Bahasa Indonesia (which is also referred to simply as Indonesian) is heavily influenced by Malay, which was the most widely used language on the Indonesian archipelago for many centuries. It was made the official language of Indonesia with the promulgation of the 1945 declaration of independence. Still, Bahasa Indonesia is basically the same language as Bahasa Malaysia, Malaysia's official tongue. Both have borrowed significantly from Chinese, Dutch, Portuguese, Arabic and Sanskrit.
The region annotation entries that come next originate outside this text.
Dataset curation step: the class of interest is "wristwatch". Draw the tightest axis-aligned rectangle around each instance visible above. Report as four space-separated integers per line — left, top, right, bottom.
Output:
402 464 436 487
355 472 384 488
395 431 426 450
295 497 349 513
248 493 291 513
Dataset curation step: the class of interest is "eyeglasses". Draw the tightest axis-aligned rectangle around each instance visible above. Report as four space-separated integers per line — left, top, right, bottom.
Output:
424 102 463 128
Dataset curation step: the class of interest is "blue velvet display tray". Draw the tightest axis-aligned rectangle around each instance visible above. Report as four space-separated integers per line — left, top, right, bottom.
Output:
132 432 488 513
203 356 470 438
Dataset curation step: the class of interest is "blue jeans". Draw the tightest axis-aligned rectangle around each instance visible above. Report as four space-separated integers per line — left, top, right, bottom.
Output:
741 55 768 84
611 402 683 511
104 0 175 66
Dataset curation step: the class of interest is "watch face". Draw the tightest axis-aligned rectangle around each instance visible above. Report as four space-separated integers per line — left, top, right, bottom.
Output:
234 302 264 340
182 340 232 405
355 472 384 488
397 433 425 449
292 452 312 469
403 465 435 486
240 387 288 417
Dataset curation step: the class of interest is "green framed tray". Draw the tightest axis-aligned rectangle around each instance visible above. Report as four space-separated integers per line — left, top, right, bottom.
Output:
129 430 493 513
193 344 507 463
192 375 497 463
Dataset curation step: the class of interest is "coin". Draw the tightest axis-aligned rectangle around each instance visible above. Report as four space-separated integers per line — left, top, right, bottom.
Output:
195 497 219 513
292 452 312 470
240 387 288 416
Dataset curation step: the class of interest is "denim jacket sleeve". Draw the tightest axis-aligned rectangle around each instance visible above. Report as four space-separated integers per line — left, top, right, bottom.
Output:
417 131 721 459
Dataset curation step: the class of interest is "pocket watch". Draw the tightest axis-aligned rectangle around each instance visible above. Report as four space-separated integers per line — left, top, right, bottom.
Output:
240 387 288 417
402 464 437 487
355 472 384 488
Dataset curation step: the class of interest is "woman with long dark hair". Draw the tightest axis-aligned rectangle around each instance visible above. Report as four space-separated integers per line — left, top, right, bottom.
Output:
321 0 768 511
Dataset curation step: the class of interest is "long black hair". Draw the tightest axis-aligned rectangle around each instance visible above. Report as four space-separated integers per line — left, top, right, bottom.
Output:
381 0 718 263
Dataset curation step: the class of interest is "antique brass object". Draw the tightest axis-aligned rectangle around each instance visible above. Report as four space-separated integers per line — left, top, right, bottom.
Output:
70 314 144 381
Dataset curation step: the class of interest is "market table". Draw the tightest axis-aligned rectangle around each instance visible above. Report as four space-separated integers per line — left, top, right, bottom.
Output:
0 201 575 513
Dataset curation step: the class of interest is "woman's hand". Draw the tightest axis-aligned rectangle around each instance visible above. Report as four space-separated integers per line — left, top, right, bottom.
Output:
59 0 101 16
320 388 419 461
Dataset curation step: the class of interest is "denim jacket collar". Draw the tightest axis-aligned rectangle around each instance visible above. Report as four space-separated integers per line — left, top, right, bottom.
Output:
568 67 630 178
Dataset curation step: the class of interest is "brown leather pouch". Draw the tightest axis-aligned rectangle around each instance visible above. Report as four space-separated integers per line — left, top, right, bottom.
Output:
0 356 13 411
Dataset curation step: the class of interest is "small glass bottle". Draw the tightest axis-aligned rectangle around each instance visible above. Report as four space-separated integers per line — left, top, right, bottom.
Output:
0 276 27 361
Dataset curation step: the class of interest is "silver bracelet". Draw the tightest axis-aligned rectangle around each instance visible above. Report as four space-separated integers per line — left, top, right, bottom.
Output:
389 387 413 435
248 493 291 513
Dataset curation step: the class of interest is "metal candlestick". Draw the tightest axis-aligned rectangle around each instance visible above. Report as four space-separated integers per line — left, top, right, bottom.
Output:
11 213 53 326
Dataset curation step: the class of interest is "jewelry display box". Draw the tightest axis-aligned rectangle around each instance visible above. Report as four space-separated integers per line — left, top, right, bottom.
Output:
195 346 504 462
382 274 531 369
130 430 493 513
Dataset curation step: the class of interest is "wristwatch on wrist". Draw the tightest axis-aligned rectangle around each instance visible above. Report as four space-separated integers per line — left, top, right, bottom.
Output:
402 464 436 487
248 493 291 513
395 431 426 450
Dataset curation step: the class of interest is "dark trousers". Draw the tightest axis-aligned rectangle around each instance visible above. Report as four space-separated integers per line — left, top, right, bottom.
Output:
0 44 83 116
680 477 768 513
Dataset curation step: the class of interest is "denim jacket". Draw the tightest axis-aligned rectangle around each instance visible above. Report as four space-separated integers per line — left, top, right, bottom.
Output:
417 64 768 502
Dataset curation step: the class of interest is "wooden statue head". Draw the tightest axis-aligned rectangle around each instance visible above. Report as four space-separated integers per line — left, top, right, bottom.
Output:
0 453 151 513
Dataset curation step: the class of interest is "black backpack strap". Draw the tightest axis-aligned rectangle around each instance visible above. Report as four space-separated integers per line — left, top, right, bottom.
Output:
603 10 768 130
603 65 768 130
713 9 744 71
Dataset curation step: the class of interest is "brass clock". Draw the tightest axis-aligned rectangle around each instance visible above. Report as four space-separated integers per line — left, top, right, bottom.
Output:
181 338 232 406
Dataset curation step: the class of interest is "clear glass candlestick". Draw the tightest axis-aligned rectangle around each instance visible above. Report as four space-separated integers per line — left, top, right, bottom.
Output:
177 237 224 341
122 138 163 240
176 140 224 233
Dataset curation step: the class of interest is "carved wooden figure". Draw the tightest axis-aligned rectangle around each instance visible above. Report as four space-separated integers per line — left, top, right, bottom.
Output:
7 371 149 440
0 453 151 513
Though Indonesian is spoken as a first language by a scant 7 percent of the population (and in only 45 percent of Malaysia), almost 200 million people speak it as a second language with widely varying levels of proficiency. Despite what these figures may suggest, it is an essential means of communication in the region, which boasts over 300 distinct languages. It is used in all mass media, at all levels of education, and is the lingua franca for business and commerce.
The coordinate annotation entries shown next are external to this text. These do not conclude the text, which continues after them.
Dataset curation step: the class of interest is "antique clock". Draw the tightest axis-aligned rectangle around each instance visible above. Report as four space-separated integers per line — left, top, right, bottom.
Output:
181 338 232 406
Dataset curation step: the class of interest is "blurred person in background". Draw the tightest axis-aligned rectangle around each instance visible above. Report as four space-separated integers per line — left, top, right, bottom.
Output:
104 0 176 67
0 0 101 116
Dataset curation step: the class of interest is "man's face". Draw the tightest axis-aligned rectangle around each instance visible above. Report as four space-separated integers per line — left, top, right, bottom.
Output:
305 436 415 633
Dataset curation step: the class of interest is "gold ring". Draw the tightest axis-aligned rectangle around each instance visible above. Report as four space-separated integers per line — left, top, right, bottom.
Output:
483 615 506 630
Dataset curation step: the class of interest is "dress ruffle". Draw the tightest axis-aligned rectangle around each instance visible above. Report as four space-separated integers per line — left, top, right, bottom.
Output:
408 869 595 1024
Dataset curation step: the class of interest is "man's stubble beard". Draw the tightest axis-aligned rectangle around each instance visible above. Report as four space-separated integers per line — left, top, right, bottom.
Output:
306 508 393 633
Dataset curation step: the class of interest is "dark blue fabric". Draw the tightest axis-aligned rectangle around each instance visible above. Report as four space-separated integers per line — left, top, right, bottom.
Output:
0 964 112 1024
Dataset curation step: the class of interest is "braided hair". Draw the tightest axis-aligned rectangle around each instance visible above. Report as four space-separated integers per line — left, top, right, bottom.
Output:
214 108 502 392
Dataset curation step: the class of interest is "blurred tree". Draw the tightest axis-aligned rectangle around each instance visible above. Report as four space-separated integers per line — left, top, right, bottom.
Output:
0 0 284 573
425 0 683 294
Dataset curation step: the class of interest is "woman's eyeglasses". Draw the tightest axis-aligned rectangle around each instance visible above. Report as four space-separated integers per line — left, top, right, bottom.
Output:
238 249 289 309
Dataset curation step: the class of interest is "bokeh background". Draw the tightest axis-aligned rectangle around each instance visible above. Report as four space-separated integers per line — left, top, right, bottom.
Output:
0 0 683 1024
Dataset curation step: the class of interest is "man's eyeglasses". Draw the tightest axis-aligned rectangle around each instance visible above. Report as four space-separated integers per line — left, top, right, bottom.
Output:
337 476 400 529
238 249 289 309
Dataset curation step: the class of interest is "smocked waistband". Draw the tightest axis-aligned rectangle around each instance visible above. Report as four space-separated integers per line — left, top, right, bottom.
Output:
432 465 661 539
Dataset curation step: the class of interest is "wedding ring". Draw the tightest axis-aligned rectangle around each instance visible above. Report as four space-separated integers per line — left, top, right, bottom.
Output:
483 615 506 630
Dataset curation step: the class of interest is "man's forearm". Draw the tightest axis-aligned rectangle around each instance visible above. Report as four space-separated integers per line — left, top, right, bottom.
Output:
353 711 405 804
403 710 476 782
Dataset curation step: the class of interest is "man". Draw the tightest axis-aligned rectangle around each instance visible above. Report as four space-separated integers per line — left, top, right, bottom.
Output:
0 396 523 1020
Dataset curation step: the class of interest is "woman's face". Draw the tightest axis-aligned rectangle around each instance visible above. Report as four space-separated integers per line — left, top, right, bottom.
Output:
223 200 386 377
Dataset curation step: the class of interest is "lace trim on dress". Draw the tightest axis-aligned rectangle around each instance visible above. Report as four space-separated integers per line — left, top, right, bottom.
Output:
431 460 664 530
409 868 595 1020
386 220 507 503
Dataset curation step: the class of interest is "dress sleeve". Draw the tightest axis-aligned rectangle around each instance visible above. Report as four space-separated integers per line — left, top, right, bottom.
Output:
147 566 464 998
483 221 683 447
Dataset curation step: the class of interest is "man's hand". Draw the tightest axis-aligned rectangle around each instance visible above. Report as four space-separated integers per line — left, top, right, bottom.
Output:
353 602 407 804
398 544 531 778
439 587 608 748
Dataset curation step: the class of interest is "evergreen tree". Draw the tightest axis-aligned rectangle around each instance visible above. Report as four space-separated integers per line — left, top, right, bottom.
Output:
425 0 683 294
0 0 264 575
Written in Latin script very similar to Dutch, it currently uses the Soewandi Spelling which is a simplified system of spelling named after former Minister of Education Soewandi who introduced it in 1947. One of its most interesting aspects for English speakers is that it doesn't typically make any distinction for gender - masculine, feminine, or neutral. For example, there is no distinction made for boyfriend or girlfriend, they are both simply referred to as pacar.